I read this book because I've read somewhere that Fermat's last theorem took hundreds of years before it was solved. I am a history junkie so I had to know what is so fascinating about this theorem. Fermat's last theorem states that there is no whole number solution to the equation: x to the nth power + y to the nth power = z to the nth power, given that n is greater than 2. Looks like the Pythagorean theorem (n=2) with all its infinite solutions. This problem was formulated by a French civil servant, Pierre de Fermat, who solved math problems for fun in his spare time. He had a 'marvelous proof' of proving that equation but he was not able to write it before his death.

This book traces the history of that theorem and how many mathematicians in history had something to do with it in one way or another: from the early beginnings of Pythagoras and his Brotherhood (which sounds like a cult), Euclid's proof by contradiction, the burning of the Library of Alexandria (sad emoji) and the smuggling of the remaining mathematics books, Euler's first breakthrough of proving the theorem, the sad story of Sophie Germain who had to pretend to be a man just to have access to French higher education which was then averse to females, the tragic short life of Evariste Galois who contributed group theory, the suicidal Paul Wolfskehl who was 'saved' by this theorem because he was reading about it on the night he planned to kill himself and got fascinated, the provision of the Taniyama-Shimura conjecture and Iwasawa theory and the Kolyvagin-Flach method, up to the 1994 when Andrew Wiles, a Princeton University mathematics professor, who, after 8 years of isolated hardwork, was able to prove the theorem by incorporating all the contributions of mathematicians that came before him.

Reading this book feels like walking into a strange room and assaulted by strange smells and sights. I do not claim to understand everything written in this book (I think my life would still be okay if I could not understand why elliptical equations are associated with modular forms) but the parts that I did understand blew my mind. It helps that Singh's writing is friendly to non-math-lovers like me.

Mathematics is an interesting field, more so because it is everywhere. It may be misunderstood and conceived as difficult by people like me, but one thing is for sure, it is always fascinating. To infinity and beyond.

Book description: “will forever change your feelings about mathematics.” 100% accurate. I’m kind of blown away and upset that my teachers did such a poor job of communicating the magic of math — it is remarkable and scary and we totally live in a simulation, right? I’ve spent my whole life disliking math but this book really has changed my view of it. I have no memory of how this ended up on my to-read list but I’m so glad it did.

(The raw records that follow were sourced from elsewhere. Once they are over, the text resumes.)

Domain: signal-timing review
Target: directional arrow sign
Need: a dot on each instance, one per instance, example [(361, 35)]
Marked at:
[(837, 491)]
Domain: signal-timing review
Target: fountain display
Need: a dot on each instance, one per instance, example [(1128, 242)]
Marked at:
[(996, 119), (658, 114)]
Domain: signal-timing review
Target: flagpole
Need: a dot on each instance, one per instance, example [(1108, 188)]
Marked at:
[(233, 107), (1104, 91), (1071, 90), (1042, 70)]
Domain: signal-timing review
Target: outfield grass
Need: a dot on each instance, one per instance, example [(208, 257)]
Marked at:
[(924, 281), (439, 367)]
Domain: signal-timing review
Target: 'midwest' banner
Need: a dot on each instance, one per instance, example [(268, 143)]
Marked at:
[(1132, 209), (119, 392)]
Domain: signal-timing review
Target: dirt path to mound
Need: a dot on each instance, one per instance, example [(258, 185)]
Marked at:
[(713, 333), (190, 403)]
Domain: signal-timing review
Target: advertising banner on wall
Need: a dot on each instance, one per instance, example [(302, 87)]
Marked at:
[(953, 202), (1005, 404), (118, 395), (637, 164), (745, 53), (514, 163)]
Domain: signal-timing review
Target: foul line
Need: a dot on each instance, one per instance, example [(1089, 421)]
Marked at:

Nice quick read about Fermat's equation and how it was finally solved. Nice introductory read, with enough math to allow the reader to get a feel for the solution. Perfect length.

I could actually follow this. :-)

I would've never guessed that a book about math could be so entertaining. Of course a lot of the finer mathematical concepts went over my head, but the author made every effort to make very abstract things concrete and understandable to the layperson. A fascinating multicentury history of mathematical genius, intrigue, and mystery.